A section of fossil records of Indian dinosaurs, described by British geologist Charles Matley in the early 20th century, are yet to be traced and some, which are housed in the Indian Museum here, have not even been restored, an expert said.
"Some of the collections which he (Matley) claimed were restored back to India are missing over the last 100 years. Some of the specimens are in a bad shape and improperly stored. The challenge is to describe the collected material and restore it.
"It is a big challenge to restore them as they are extremely fragile," veteran palaeontologist D.M. Mohabey said at a national workshop on applications of palaeontology in archaeology at the museum on Wednesday.
"Restore the specimens which are misplaced. Some of the specimens packed in 1932 have not been opened yet. They are in writings of Matley," he demanded.
Narrating the history of excavations of dinosaur fossils in India, Mohabey, a former Joint Director General of the Geological Survey of India (GSI), said the period 1917-33 was the first golden age of research on Indian dinosaurs when Matley carried out excavations in two expeditions (1917-1921 and 1932-1933) in the lameta sediments at Jabalpur (in now Madhya Pradesh) and at Pisdura (now Maharashtra).
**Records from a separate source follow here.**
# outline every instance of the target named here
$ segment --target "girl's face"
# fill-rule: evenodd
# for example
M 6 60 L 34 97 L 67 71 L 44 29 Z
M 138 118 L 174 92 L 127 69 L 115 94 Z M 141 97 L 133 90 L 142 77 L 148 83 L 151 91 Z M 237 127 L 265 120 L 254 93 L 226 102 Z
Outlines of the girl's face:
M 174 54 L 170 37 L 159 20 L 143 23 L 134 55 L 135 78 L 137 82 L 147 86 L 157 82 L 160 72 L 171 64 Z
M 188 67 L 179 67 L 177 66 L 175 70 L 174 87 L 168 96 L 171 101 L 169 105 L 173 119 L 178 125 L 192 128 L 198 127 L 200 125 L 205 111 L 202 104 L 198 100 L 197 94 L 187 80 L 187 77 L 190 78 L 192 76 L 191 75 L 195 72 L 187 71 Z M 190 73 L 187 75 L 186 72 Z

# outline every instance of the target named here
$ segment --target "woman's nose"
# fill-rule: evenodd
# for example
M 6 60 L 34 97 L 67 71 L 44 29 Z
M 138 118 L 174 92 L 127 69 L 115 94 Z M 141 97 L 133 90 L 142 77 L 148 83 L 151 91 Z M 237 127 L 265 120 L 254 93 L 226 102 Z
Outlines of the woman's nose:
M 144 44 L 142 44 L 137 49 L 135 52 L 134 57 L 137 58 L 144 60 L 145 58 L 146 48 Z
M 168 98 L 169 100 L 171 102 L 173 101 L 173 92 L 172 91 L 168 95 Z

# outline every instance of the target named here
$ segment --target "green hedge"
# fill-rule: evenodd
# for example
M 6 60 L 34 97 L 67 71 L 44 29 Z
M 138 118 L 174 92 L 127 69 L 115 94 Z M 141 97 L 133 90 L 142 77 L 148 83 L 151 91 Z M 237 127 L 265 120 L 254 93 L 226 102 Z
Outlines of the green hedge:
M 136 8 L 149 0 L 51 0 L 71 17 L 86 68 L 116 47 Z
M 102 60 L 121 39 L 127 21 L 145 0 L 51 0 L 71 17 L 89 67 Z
Matley's collections were subsequently distributed in three museums across the world: British Museum of Natural History (BMNH) (now the Natural History Museum), London, the American Museum of Natural History, New York (AMNH) and Indian Museum.
A major chunk of the excavated bones were shipped to the British and American museums for preparation and description, and subsequently returned to India and presently housed in Indian Museum and GSI, Kolkata, said Mohabey, adding the foreign museums still house critical specimens from the collection.
"But at the same time a section of the specimens that he had collected were never taken to Britain.
"They lie here only, in the galleries of the Indian Museum which the GSI maintains. Many are in the same stage in which he had excavated and packed... they are still like that. Some of the collections were never opened," he said.
The GSI and the University of Michigan have recently embarked on a programme to recover missing fossil bones in museum collections and to collect new bones from field sites.
Efforts at the Indian Museum and GSI repositories have resulted in the recovery of the misplaced holotypic (a single specimen used as basis for original description of species) caudal vertebra of India's first dinosaur, Titanosaurus indicus.